A Review on the Adsorption of Heavy Metals from Stormwater using Fired Clay

IJEP 44(3): 250-256 : Vol. 44 Issue. 3 (March 2024)

Khairat Y. Abbas* and Ali J. Jaeel

Wasit University, Department of Water and Environmental Engineering, College of Engineering, Kut 52001, Iraq


One of the worst issues in cities is environmental pollution, particularly from heavy metals in wastewater. The concentration of heavy metals has reached harmful levels as a result of increased traffic, road maintenance, sewage floods, car emissions and pavement deterioration. Lead, nickel, zinc, cadmium, iron, copper and manganese are some of the heavy metals that are found in rainwater.

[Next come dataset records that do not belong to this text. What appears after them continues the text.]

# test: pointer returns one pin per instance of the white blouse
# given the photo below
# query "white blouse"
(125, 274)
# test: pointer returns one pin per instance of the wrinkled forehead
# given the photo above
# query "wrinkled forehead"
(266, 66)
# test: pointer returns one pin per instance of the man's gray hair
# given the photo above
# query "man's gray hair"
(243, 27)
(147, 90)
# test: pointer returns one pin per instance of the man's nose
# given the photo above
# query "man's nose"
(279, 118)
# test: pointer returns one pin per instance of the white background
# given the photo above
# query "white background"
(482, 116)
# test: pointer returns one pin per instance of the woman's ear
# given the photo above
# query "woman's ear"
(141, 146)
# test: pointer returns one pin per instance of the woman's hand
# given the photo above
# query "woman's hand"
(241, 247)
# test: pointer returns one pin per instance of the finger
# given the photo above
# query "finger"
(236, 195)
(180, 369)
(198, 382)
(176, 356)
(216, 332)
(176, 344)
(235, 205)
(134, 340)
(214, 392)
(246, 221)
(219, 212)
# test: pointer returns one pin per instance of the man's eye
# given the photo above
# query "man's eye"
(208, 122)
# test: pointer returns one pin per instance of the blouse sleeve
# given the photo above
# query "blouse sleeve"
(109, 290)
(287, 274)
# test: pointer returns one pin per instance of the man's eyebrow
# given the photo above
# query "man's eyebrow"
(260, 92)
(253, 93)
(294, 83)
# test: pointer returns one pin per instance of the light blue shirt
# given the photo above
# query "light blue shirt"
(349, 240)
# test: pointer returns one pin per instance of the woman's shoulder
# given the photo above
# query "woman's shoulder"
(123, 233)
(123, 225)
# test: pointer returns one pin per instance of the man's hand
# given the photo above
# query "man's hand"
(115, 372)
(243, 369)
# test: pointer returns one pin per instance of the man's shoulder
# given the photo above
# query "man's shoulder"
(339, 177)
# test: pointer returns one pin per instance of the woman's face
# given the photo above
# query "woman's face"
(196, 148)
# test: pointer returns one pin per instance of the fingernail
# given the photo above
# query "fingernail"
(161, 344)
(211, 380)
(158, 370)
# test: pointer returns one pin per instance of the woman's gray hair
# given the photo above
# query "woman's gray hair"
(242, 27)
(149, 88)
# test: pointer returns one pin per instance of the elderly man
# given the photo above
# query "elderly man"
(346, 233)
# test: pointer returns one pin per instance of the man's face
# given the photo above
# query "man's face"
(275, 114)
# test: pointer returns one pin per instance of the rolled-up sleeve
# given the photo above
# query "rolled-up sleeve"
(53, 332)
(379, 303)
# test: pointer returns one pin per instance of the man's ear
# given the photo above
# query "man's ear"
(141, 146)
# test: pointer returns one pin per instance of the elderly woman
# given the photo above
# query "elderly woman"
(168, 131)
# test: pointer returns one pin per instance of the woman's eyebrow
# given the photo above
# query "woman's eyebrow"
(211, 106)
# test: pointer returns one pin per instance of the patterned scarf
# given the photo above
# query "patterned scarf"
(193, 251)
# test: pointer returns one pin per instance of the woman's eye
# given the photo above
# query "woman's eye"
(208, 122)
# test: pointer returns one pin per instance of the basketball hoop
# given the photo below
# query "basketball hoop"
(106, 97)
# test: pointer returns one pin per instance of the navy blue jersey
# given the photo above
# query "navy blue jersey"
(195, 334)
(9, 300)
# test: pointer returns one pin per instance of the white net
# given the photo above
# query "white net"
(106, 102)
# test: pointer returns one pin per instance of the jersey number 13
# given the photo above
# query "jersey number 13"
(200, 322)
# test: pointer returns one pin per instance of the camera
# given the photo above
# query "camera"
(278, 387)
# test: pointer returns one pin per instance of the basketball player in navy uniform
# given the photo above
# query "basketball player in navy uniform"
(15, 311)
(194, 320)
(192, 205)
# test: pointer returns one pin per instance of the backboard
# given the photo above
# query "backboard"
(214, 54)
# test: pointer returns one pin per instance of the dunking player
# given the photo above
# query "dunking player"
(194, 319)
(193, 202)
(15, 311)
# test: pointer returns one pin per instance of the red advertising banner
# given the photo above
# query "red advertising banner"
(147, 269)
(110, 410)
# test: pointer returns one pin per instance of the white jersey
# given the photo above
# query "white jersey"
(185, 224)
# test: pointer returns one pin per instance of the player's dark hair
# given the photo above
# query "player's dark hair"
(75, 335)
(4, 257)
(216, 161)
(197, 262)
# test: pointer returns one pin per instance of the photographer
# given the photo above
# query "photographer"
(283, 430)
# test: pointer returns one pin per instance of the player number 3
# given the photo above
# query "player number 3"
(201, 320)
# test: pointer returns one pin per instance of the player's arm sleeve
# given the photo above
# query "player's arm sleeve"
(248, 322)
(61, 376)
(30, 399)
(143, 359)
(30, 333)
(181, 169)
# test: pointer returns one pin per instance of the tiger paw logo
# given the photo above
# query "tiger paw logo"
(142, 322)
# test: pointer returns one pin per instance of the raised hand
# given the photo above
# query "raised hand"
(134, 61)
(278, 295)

To date, many techniques for removing heavy metals from water were found to be effective, including ion exchange, chemical precipitation, electrodialysis, reverse osmosis, nanofiltration, ultrafiltration, flocculation, coagulation and floating. However, such procedures have a number of limitations, including a need for more reagents and the removal of unanticipated metal ions. Adsorption is a pretty straightforward process. It has emerged as the most used removal technique since it is affordable, efficient and adaptable. The utilization of numerous widely accessible natural adsorbents is reviewed in this research. Low-cost materials, include sawdust, waste tea leaves, fired clay, rice husk, eggshells, zeolite and activated carbon.